Disambiguate from a different Richard Shusterman who was convicted of an investment fraud scheme.

Richard Shusterman is an American pragmatist philosopher. Known for his contributions to philosophical aesthetics and the emerging field of somaesthetics, currently he is the Dorothy F. Schmidt Eminent Scholar in the Humanities and Professor of Philosophy at Florida Atlantic University.

Richard Shusterman was born on December 3, 1949, to a Jewish family living in Philadelphia, USA. At the age 16 he left his home and went to Israel, where he continued his education, studying English and philosophy at the Hebrew University of Jerusalem. There he received a B.A. degree in English and Philosophy, and later an M.A. degree in philosophy (both degrees awarded magna cum laude). After teaching at different Israeli academic institutions, and receiving tenure at Ben-Gurion University of the Negev with an episode as a visiting fellow at St. John’s College, Oxford University during academic year 1984/85, Shusterman became an Associate Professor of Philosophy at Temple University, Philadelphia, USA in 1986. He was granted tenure in 1988 and promoted to full professor in 1991. He then served as chair of the philosophy department between the years of 1998–2004. In 2004 Richard Shusterman left Temple University to become the Dorothy F. Schmidt Eminent Scholar in the Humanities at Florida Atlantic University, Boca Raton, where he also holds the rank of Professor in the departments of Philosophy and English. Richard Shusterman has been married twice. From his first marriage in Israel, he has two sons and a daughter. He has one daughter from his second marriage, which ended in 2013.

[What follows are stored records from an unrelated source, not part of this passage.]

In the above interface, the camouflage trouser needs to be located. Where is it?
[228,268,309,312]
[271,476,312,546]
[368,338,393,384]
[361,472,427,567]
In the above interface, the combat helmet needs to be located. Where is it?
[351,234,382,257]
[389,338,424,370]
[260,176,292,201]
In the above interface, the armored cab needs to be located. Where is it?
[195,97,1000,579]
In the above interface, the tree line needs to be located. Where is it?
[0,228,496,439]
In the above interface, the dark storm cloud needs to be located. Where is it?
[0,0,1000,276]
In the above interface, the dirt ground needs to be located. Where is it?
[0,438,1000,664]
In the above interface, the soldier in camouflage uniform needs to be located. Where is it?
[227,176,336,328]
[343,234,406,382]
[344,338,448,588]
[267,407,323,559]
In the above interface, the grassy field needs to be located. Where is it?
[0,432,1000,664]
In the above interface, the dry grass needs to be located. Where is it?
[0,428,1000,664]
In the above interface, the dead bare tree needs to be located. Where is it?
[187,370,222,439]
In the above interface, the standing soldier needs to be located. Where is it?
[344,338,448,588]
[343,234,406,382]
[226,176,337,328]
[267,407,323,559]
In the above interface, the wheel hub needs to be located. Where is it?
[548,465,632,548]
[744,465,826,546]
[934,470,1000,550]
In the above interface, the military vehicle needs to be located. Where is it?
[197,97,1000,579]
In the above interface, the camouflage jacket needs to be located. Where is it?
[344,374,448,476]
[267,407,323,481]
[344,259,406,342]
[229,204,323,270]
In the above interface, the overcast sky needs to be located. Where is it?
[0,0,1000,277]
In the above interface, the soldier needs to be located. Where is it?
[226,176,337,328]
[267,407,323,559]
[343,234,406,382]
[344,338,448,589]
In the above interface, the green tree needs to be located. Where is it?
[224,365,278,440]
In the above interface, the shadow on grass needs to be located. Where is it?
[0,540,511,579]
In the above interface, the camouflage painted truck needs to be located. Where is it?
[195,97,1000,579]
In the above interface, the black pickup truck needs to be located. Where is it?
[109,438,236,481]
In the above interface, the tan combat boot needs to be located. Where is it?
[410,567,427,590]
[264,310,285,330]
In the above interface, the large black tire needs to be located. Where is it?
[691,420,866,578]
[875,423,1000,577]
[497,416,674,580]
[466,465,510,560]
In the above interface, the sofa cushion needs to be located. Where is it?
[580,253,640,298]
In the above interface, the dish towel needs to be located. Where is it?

During his years at the University of Jerusalem, Shusterman focused on analytic philosophy. The interest carried over with his doctoral dissertation at Oxford University; The Object of Literary Criticism which he wrote at St. John’s College under the supervision of J. O. Urmson and defended in 1979. It was published under the original title in 1984. 1988 saw the publication of Shusterman’s second book, T. S. Eliot and the Philosophy of Criticism, and with it came a turn in his philosophical focus as well. Influenced by the work that produced the book and personal experiences, Shusterman’s attention moved from analytic philosophy to pragmatism. He also began work to develop his own theory of pragmatist aesthetics; based on John Dewey’s aesthetics but augmented by the argumentative methods and tools of analytic philosophy. His third book published, Pragmatist Aesthetics in 1992, brought a big breakthrough in Shusterman’s academic career. The book’s original approach to the problems of definition of art, organic wholes, interpretation, popular art, and the ethics of taste brought him international fame as the book was translated into 14 languages and several editions were published. Shusterman’s position was further strengthened by three subsequent publications: Practicing Philosophy in 1997, Performing Live in 2000, and Surface and Depth in 2002; in which he continued the pragmatist tradition, raising significant interest, provoking numerous critiques and stimulating debates not only among professional philosophers, but in the areas of literary and cultural studies as well. In Practicing Philosophy, Shusterman introduces his concept of ‘somaesthetics’, which he elaborates in greater detail in Performing Live. Somaesthetics is the focus of Shusterman’s two subsequent books, Body Consciousness: A Philosophy of Mindfulness and Somaesthetics (2008) and Thinking through the Body: Essays in Somaesthetics (2012). The first of these books, translated into seven languages, helped establish somaesthetics as an international, interdisciplinary project involving scholars from fields beyond philosophy, while the second book consolidated this movement toward the interdisciplinary approach by applying somaesthetics to various arts, and cultural practices.